The 33-year-old Miller was arguably the best reliever in baseball over the previous two seasons, helping the Cleveland Indians reach the World Series in 2016 and providing the backbone of their 2017 bullpen. His ability to pitch in multiple roles – whether as a middle-innings fireman or a late-inning closer – served as a template for other teams’ willingness to rely more and more upon their bullpens as the utility of starting pitchers across the game lessened.

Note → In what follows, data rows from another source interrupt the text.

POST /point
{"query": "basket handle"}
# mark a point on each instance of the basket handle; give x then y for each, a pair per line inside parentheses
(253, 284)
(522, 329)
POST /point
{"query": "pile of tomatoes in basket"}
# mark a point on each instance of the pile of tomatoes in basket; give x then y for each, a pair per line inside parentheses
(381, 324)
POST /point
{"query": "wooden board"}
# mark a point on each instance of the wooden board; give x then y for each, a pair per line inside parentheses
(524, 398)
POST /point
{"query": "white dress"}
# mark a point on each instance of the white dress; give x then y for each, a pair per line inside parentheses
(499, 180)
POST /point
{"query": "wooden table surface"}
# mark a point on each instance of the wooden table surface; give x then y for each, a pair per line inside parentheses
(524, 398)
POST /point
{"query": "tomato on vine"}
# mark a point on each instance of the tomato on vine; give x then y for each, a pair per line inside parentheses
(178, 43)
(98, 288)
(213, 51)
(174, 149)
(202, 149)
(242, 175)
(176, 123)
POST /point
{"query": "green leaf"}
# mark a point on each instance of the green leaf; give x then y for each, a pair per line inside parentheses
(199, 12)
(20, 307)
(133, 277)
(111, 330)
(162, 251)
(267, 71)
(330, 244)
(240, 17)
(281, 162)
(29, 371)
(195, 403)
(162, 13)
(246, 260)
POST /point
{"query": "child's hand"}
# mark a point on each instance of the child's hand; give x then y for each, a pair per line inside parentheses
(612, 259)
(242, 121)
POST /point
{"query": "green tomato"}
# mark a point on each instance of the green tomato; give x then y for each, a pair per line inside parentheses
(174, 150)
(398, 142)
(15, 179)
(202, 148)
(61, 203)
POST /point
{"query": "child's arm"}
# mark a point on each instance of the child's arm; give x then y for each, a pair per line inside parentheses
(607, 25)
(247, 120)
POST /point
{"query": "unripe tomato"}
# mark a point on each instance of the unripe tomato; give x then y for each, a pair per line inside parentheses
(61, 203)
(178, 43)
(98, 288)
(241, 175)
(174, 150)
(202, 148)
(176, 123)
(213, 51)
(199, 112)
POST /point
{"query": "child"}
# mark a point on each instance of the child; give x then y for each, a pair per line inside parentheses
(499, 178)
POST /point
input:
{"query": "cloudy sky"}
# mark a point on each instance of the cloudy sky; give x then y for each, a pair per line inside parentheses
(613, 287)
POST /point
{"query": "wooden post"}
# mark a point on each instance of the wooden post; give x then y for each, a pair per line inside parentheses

Few, of course, bring anywhere near the talent of Miller, whose mid-90s fastball and wipeout slider were perhaps the most potent two-pitch combination in baseball. Between 2016 and 2017, Miller struck out 218 batters and walked just 30 in 137 innings. His 1.45 ERA was the second lowest in the game for pitchers during that span with at least 100 innings thrown.
Chosen with the sixth overall pick in the 2006 draft, Miller spent a year and a half in the Detroit Tigers organization before being traded to the Florida Marlins in the Miguel Cabrera mega-deal. He struggled as a starter, control problems exacerbating a decline in his raw stuff. A full-time shift to the bullpen with the Boston Red Sox in 2012 changed the trajectory of Miller’s career, setting him on the course to be one of the most dominant relievers of his generation.
He signed a four-year, $36 million deal with the New York Yankees following the 2014 season, turning down at least $4 million more from the Houston Astros because he wanted to play for an annual contender. As the Astros ascended to the top of the baseball world, winning a World Series in 2017, Miller never looked back, racking up otherworldly numbers and fetching the Yankees a king’s ransom in a 2016 deal near the trade deadline: top pitching prospect Justus Sheffield and outfielder Clint Frazier were among the four players New York acquired.
Cleveland never regretted giving up the haul. Miller won the ALCS MVP award that season and pushed the pitching-starved Indians to the seventh game of the World Series. His 2017 was nearly as good.
Last year brought on a different set of circumstances entirely. Knee and hamstring injuries kept Miller on the disabled list for all of June and July, and shoulder troubles vexed him in September. While he returned in time for the playoffs, Miller’s arsenal was diminished, and he limped into the offseason not looking like his typically dominant self, finishing the year with a 4.24 ERA and 16 walks against 45 strikeouts in 34 innings.